Speculation surrounding yoga wear retailer Lululemon being up for purchase has pegged Nike and Under Armour as potential buyers in the past, and the resurging rumors have sent the brand’s stock up as much as 15 percent in recent days.
There is “plenty of chatter” about Under Armour being in talks about buying the once sheer pants brand, the NY Post wrote in an article Sunday, which sent stocks up more than 7 percent to $52.77, and then news from Bloomberg Gadfly saying that Nike should buy the retailer gave shares an additional boost.
Under Armour has been building up its business this year, incorporating new campaigns to position itself as a leader in training and lifestyle, and acquiring nutrition-tracking platform MyFitnessPal and fitness-tracking platform Edmondo to “further enable the brand to provide unparalleled health and fitness data and insight.”
The performance retailer has also been working to expand its women’s offering, which a Lululemon acquisition could make sense for.
Lululemon hasn’t been short on setbacks in recent years, from its sheer pants debacle to its founder’s highly unfavorable comments about women’s bodies not “working” for the brand’s pants, but analysts at Morgan Stanley said in a note this month that the company’s comparable store sales could see an increase.
The retailer’s introduction of a revamped pants wall that lets customers choose their gear based on how they want to feel in it, like “Held-In” or “Naked,” and the relaunch of its tank wall could add newness to the brand.
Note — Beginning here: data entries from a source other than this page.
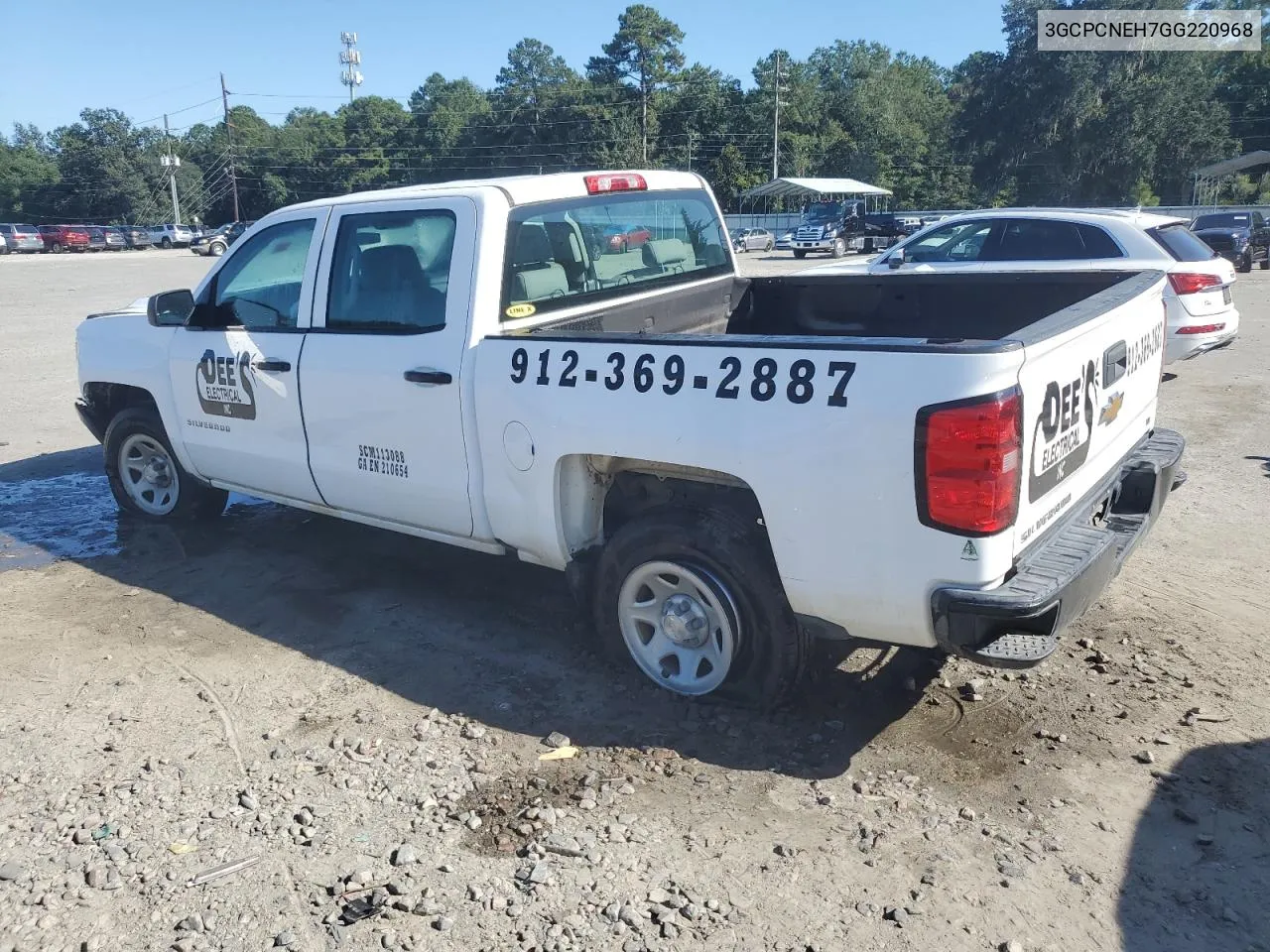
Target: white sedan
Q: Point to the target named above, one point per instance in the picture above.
(1201, 313)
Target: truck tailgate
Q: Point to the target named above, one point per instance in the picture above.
(1088, 397)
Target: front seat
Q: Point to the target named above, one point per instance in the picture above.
(393, 287)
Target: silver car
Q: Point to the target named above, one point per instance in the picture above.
(753, 240)
(21, 238)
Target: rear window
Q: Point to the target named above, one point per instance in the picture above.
(590, 249)
(1230, 220)
(1182, 244)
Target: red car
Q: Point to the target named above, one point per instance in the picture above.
(622, 239)
(64, 238)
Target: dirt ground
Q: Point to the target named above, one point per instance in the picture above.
(363, 716)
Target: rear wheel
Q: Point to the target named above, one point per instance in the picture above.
(694, 599)
(146, 479)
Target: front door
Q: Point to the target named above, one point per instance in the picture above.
(381, 366)
(235, 382)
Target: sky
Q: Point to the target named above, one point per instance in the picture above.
(149, 59)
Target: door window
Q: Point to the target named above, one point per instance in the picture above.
(390, 272)
(960, 241)
(259, 286)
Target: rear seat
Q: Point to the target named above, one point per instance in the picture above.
(535, 273)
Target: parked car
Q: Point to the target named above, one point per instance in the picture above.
(171, 236)
(1242, 238)
(64, 238)
(23, 239)
(217, 241)
(619, 238)
(1202, 313)
(753, 240)
(136, 236)
(915, 475)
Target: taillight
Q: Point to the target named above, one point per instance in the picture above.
(968, 463)
(1191, 284)
(625, 181)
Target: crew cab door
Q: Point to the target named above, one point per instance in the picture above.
(380, 371)
(235, 377)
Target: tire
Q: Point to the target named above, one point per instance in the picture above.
(754, 653)
(131, 435)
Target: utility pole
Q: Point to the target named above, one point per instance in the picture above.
(352, 59)
(776, 117)
(172, 163)
(229, 134)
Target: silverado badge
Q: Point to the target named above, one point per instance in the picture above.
(1111, 409)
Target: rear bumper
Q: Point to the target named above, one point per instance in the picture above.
(1016, 625)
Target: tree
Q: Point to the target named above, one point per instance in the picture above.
(645, 50)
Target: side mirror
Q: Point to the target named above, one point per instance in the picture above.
(171, 308)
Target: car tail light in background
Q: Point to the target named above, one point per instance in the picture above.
(626, 181)
(968, 463)
(1192, 284)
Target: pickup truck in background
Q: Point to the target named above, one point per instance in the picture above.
(726, 471)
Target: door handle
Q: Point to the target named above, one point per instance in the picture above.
(429, 377)
(271, 366)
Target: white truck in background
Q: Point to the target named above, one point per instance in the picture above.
(725, 470)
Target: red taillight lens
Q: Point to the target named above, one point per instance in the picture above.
(626, 181)
(969, 465)
(1188, 284)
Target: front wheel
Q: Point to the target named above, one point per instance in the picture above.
(693, 597)
(146, 479)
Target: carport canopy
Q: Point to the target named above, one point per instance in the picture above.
(813, 188)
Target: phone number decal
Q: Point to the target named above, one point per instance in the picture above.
(762, 380)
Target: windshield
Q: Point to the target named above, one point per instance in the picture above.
(1229, 220)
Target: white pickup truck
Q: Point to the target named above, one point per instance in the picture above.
(728, 471)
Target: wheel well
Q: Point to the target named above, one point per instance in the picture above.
(107, 400)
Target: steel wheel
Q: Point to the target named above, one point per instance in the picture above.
(680, 626)
(149, 475)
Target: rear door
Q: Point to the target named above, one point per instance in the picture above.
(1088, 398)
(380, 370)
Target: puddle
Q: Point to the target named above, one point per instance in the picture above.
(64, 517)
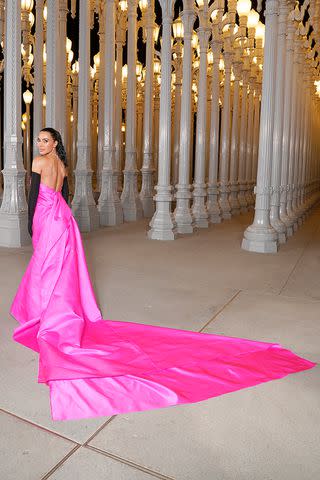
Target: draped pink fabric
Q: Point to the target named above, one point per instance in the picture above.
(97, 367)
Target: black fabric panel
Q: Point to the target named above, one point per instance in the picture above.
(33, 197)
(65, 189)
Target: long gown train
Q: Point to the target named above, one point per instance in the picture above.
(97, 367)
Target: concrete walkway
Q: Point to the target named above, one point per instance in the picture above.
(203, 282)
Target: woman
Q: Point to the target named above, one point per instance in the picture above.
(96, 367)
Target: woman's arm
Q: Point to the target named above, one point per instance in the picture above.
(65, 189)
(34, 191)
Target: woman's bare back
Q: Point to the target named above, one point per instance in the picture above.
(52, 171)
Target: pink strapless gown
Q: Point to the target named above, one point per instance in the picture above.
(96, 367)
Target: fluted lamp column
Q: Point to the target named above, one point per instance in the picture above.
(225, 130)
(38, 72)
(243, 9)
(286, 129)
(163, 226)
(234, 149)
(182, 213)
(199, 209)
(121, 27)
(13, 211)
(83, 204)
(212, 190)
(275, 220)
(261, 236)
(109, 205)
(147, 171)
(131, 203)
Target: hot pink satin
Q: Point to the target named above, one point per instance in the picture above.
(96, 367)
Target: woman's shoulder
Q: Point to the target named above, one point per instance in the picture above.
(37, 164)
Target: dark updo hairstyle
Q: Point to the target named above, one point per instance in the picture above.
(61, 152)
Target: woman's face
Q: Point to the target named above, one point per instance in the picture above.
(45, 143)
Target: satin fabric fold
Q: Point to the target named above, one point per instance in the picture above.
(97, 367)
Analysts expect comp store sales to jump between 5 and 12 percent this holiday shopping season.
In it’s second quarter earnings report, Lululemon posted net revenue up 16 percent to $453 million year over year and a 6 percent comp store sales increase. The retailer will release its third quarter earnings on Dec. 9.
None of the named companies have made any comments on the conjectures.
At publication time, Lululemon’s stock was trading at $52.12, down slightly from Monday’s close, but up 18 percent from one week ago. Even with the recent uptick, the company’s stock is still close to 30 percent lower than its 52-week high.
Analysts, however, are skeptical that either Under Armour or Nike would pay for Lululemon at a price still more than 20 times over earnings estimates.